Entrance to Quaid-e-Azam Solar Power Park - Photo courtesy Zofeen T. Ebrahim.

Some 400,000 solar panels, spread over 200 hectares of flat desert, glare defiantly at the sun at what is known as the Quaid-e-Azam Solar Power Park (QASP) in Cholistan Desert, Punjab, named after Pakistan’s founding father, Mohammad Ali Jinnah.

The 100MW photovoltaic cells (PV) solar farm was built by Chinese company Xinjiang SunOasis in just three months, and started selling electricity to the national grid in August.

This is the first energy project under the $46 billion China-Pakistan Economic Corridor (CPEC), a key part of China’s ‘new silk road’, linking the port at Gwadar in southern Pakistan with Kashgar in China’s western region of Xinjiang.

The 100MW plant is the pilot stage of a more ambitious plan to build the world’s largest solar farm. Once completed in 2017, the site could have capacity of 5.2 million PV cells producing as much as 1,000MW of electricity – enough to power about 320,000 households. Construction of the next stage is already underway, led by another Chinese company Zonergy.


One of the main access roads inside QASP - Photo courtesy Quaid-e-Azam Solar Power (Pvt) Ltd.

Eighteen months ago, the site was nothing more than wilderness. Now a mini city has emerged in the middle of the desert, with over 2,000 workers accompanied by heavy machinery, power transmission lines, blocks of buildings, water pipes and pylons.

Reducing emissions, providing livelihoods

The Cholistan desert is an ideal spot for solar power, said Muhammad Hassan Askari, operating manager of the solar park. The area gets 13 hours of sunlight every day while the huge expanse of flat desert is ideal for a large commercial project like this one.
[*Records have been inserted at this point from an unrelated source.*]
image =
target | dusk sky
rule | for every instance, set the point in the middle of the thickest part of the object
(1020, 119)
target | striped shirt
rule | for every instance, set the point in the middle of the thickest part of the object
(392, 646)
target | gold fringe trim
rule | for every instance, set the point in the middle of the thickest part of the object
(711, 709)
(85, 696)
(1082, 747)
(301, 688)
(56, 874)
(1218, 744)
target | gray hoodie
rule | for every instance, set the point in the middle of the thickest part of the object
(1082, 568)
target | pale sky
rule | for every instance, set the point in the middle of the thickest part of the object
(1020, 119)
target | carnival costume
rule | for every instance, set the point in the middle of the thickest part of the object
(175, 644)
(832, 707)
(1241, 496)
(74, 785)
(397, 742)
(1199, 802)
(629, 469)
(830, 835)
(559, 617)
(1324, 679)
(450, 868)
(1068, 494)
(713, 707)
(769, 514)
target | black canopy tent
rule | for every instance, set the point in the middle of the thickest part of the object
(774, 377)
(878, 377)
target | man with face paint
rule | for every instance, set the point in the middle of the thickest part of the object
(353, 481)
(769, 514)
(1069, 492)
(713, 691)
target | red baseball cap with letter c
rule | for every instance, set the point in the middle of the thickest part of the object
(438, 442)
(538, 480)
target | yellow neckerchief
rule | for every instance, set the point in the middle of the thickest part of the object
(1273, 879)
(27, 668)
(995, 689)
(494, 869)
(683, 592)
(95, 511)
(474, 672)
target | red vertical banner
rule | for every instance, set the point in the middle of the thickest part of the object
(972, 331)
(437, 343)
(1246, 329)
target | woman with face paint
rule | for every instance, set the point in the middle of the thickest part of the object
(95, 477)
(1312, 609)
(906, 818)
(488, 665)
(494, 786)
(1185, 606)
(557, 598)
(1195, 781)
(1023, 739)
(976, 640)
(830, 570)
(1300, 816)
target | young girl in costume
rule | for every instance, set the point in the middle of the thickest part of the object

The big advantage of solar power, he said, is that a large park can be completed faster than thermal or hydropower projects, which take much longer and require a lot of maintenance.

The solar park will also shrink Pakistan’s carbon footprint, said Najam Ahmed Shah, the chief executive officer of QASP, displacing about 57,500 tonnes of coal burn and reducing emissions by 90,750 tonnes every year.


An aerial view of QASP. - Photo courtesy Quaid-e-Azam Solar Power (Pvt) Ltd
.
Pakistan aims to reduce its reliance on hydrocarbons, especially imported coal, oil and gas, to around 60 per cent by 2025 from the present 87pc. The country has a target to produce 10pc of its total energy mix from renewable sources (excluding hydro-power, which already constitutes 15pc of the total energy mix). The current generation from renewable energy is around 1-2pc.

While Pakistan contributes less than 1pc to global Green House Gas (GHG) output, the country’s carbon emissions are growing by 3.9pc a year. By 2020 it will spew out 650 million tonnes of Co2e (carbon dioxide equivalent) if the current trend continues, said climatologist Qamar-uz-Zaman Chaudhry, the UN secretary general’s special advisor for Asia with the World Meteorological Organisation (WMO).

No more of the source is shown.